Suppose I have a df
like this:
stringOfInterest trend
0 C up
1 D down
2 E down
3 C,O up
4 C,P up
I want to plot this df
as a bar graph using pandas
. To obtain the proper grouped bar plots, I would like to group the data by the column df["trend"]
and then count the occurrence of df["stringOfInterest"]
for each letter.
As can be seen, some of this strings contain multiple letters separated by a ",".
Using
df.groupby("trend").stringOfInterest.value_counts().unstack(0)

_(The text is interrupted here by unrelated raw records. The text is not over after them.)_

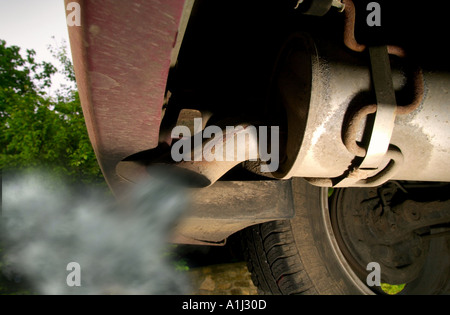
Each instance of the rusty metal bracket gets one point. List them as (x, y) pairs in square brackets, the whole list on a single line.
[(385, 112)]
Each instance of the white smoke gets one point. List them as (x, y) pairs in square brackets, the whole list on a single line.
[(119, 247)]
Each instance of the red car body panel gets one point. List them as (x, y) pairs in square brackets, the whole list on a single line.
[(122, 55)]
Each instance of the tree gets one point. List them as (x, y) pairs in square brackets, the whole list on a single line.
[(38, 130)]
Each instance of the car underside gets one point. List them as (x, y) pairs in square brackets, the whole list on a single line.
[(355, 93)]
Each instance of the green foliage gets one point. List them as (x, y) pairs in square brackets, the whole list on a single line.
[(37, 130), (392, 289)]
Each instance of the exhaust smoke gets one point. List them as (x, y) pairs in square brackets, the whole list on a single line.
[(119, 247)]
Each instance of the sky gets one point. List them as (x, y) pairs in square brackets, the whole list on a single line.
[(30, 24)]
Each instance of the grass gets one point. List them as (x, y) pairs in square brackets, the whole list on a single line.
[(392, 289)]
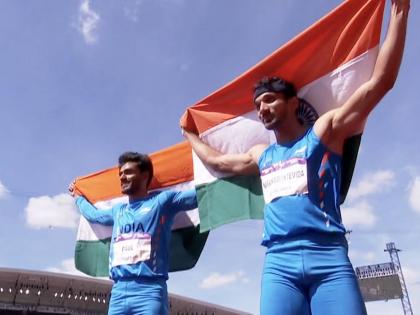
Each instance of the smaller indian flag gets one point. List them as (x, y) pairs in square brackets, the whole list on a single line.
[(172, 170), (327, 63)]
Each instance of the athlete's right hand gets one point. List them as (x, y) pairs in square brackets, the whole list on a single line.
[(73, 190)]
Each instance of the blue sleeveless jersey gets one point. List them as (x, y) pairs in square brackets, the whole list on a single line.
[(301, 185), (141, 232)]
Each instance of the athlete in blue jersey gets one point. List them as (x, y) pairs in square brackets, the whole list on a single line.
[(306, 268), (141, 231)]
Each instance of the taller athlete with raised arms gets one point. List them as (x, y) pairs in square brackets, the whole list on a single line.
[(306, 262)]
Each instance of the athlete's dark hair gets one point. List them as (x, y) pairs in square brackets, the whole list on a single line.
[(274, 84), (143, 161)]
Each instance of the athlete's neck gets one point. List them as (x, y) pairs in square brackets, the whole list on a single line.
[(290, 131)]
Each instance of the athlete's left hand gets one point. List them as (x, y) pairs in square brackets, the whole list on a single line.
[(73, 190)]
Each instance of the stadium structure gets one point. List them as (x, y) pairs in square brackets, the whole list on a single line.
[(24, 292)]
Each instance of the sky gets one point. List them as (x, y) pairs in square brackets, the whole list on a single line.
[(83, 81)]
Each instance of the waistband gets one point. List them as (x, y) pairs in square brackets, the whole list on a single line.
[(308, 239)]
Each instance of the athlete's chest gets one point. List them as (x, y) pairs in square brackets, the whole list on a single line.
[(284, 171)]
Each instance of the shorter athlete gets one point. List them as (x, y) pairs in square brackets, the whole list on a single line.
[(141, 231)]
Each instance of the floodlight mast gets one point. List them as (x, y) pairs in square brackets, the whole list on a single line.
[(405, 300)]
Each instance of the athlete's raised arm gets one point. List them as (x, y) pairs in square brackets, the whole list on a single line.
[(341, 123), (241, 164)]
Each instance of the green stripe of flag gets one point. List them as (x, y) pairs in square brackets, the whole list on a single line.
[(240, 197)]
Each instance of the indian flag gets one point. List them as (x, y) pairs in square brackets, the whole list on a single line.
[(327, 63), (102, 189)]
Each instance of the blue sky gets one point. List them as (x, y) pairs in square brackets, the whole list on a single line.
[(83, 81)]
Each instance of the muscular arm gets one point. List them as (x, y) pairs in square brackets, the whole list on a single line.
[(94, 215), (341, 123), (241, 164)]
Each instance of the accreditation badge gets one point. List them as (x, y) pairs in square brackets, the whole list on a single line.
[(131, 248), (285, 178)]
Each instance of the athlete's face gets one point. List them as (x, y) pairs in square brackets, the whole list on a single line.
[(272, 109), (131, 178)]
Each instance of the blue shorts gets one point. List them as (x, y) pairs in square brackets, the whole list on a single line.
[(139, 297), (310, 276)]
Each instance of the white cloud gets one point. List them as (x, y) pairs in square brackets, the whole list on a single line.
[(360, 214), (66, 266), (218, 280), (132, 10), (87, 22), (411, 275), (414, 197), (372, 183), (3, 191), (48, 212)]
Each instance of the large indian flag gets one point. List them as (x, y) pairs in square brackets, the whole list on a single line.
[(327, 63)]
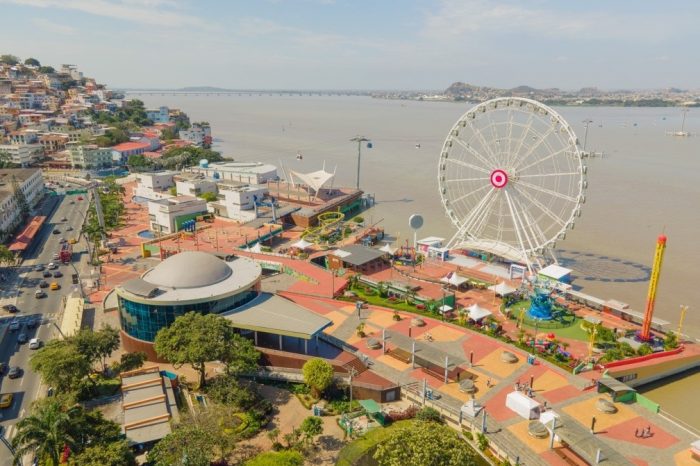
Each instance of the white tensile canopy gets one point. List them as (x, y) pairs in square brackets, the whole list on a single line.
[(453, 279), (314, 180), (302, 244), (502, 289), (477, 312), (389, 249)]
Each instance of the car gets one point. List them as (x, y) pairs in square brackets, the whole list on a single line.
[(6, 400), (10, 308)]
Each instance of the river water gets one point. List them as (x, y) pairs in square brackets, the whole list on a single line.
[(646, 183)]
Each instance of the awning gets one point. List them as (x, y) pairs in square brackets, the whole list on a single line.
[(477, 312), (302, 244), (25, 237), (370, 406), (502, 289), (453, 279)]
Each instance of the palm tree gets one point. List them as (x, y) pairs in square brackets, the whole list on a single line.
[(46, 432)]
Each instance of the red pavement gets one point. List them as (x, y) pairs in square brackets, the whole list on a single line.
[(624, 431)]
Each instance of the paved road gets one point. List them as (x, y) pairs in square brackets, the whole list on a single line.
[(19, 287)]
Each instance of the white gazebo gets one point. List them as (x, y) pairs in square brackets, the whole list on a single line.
[(502, 289), (454, 280), (314, 180), (302, 244), (477, 313)]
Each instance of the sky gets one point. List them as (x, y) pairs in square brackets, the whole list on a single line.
[(362, 44)]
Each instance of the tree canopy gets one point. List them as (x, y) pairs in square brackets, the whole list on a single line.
[(277, 458), (318, 374), (195, 339), (423, 443)]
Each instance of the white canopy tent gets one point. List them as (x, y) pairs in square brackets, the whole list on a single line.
[(314, 180), (502, 289), (389, 249), (453, 279), (302, 244), (476, 312)]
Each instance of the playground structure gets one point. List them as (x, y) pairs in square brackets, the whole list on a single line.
[(645, 333), (328, 230)]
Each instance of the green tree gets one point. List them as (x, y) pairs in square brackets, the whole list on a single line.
[(277, 458), (318, 375), (60, 365), (45, 432), (423, 444), (208, 196), (111, 454), (188, 444), (195, 339), (97, 346), (9, 59)]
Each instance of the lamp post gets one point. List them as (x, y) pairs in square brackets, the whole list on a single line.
[(359, 140)]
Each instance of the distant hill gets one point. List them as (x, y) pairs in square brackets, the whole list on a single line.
[(202, 89)]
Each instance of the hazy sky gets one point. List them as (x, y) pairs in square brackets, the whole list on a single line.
[(362, 44)]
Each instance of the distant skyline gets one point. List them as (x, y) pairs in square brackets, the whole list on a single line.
[(359, 44)]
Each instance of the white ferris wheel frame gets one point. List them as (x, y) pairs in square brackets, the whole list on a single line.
[(500, 175)]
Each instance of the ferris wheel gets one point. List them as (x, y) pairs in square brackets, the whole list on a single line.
[(511, 179)]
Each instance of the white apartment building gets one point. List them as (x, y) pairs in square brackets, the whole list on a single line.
[(23, 154), (30, 181), (166, 215)]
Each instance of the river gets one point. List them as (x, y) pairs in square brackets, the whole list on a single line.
[(646, 183)]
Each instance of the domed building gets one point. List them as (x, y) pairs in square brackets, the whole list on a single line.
[(184, 282)]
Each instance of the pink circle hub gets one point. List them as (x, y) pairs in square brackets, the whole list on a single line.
[(499, 178)]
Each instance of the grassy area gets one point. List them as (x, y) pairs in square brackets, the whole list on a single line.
[(354, 451)]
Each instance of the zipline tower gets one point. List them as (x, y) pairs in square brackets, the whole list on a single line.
[(645, 334)]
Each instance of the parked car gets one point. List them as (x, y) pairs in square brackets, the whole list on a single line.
[(10, 308)]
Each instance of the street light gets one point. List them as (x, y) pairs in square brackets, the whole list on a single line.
[(360, 140)]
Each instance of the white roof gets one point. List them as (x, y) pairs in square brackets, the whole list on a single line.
[(477, 312), (453, 279), (314, 180), (555, 271), (430, 240), (388, 248), (502, 289), (302, 244)]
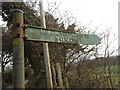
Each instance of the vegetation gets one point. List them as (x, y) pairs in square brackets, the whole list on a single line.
[(76, 65)]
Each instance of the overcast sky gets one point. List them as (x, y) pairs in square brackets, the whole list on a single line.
[(102, 14)]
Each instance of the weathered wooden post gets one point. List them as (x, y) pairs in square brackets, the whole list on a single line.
[(18, 50), (59, 74)]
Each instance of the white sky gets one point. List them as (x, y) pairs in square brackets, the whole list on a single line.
[(102, 13)]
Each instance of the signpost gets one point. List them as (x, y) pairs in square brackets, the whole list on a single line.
[(40, 34), (47, 35)]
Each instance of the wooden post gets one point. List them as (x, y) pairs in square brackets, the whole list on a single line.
[(46, 50), (59, 74), (18, 50)]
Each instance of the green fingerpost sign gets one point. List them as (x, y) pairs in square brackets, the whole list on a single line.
[(47, 35)]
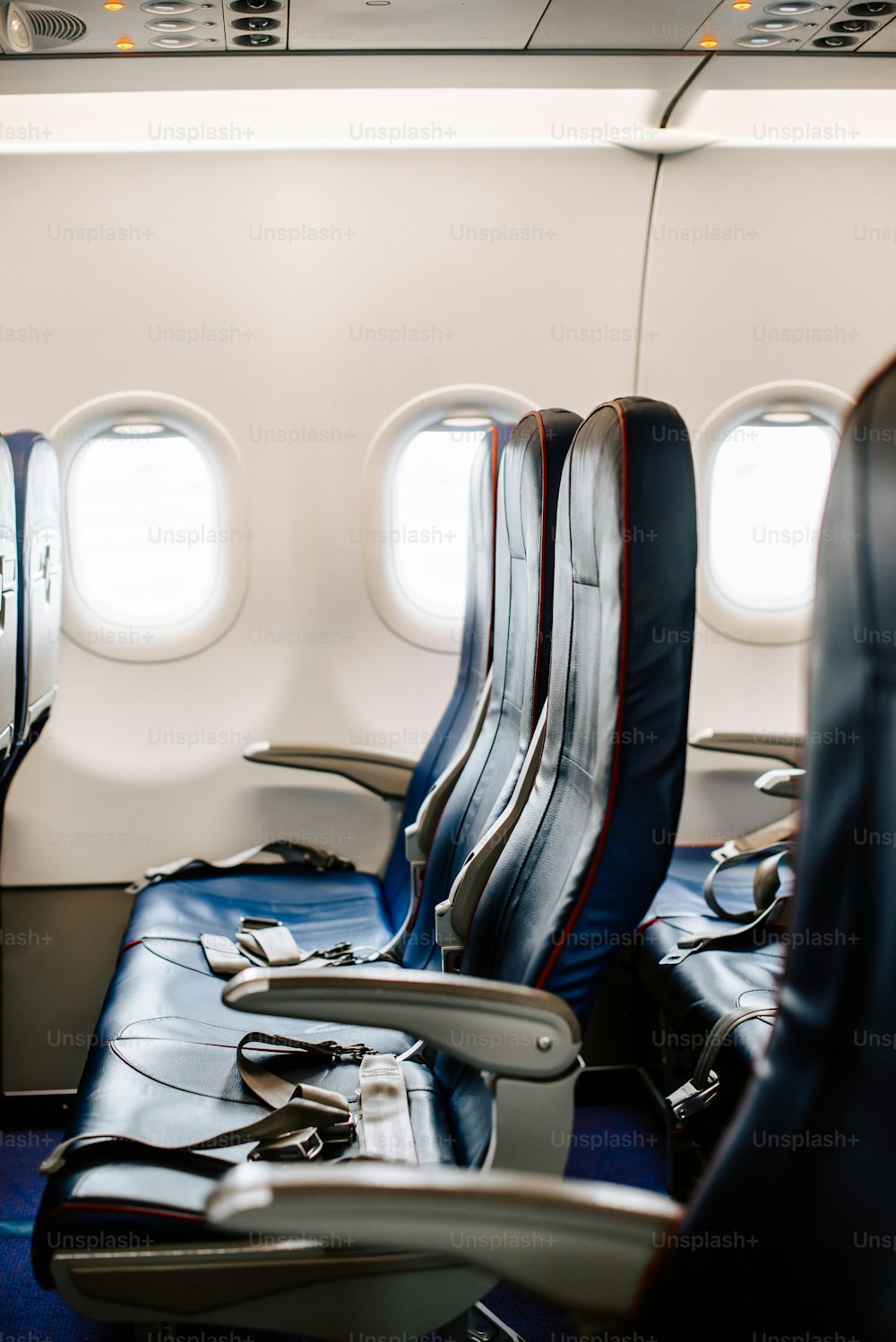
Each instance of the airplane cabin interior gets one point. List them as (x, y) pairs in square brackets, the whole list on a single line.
[(447, 684)]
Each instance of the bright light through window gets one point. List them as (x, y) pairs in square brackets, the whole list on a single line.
[(142, 525), (766, 503), (429, 514)]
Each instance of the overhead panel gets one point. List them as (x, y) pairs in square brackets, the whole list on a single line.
[(620, 24), (791, 26), (412, 24), (75, 27)]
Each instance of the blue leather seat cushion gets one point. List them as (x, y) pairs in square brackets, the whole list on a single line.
[(172, 1080), (321, 908), (706, 985)]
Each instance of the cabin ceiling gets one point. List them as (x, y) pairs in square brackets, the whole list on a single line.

produces the expected result:
trend down up
stringOfInterest
- 7.0 8.0
C 3.0 11.0
C,O NaN 2.0
C,P 1.0 1.0
D 1.0 2.0
E 15.0 14.0
E,T 1.0 NaN
However, I would like to count the occurrence of individual characters (C,E,D,...).
On the original df
this can be achieved like this:
s = df.stringOfInterest.str.split(",", expand = True).stack()
s.value_counts()
This typically generates something like this:
C 3
E 2
D 1
O 1
P 1
T 1
Unfortunately, this cannot be used here after the groupby()
in combination with unstack()
.
Maybe I am on the wrong track and some more elegant way would be preferred.
To clarify the plotting: For each letter (stringOfInterest), there must be two bars indicating the number of "up" and "down" trend(s).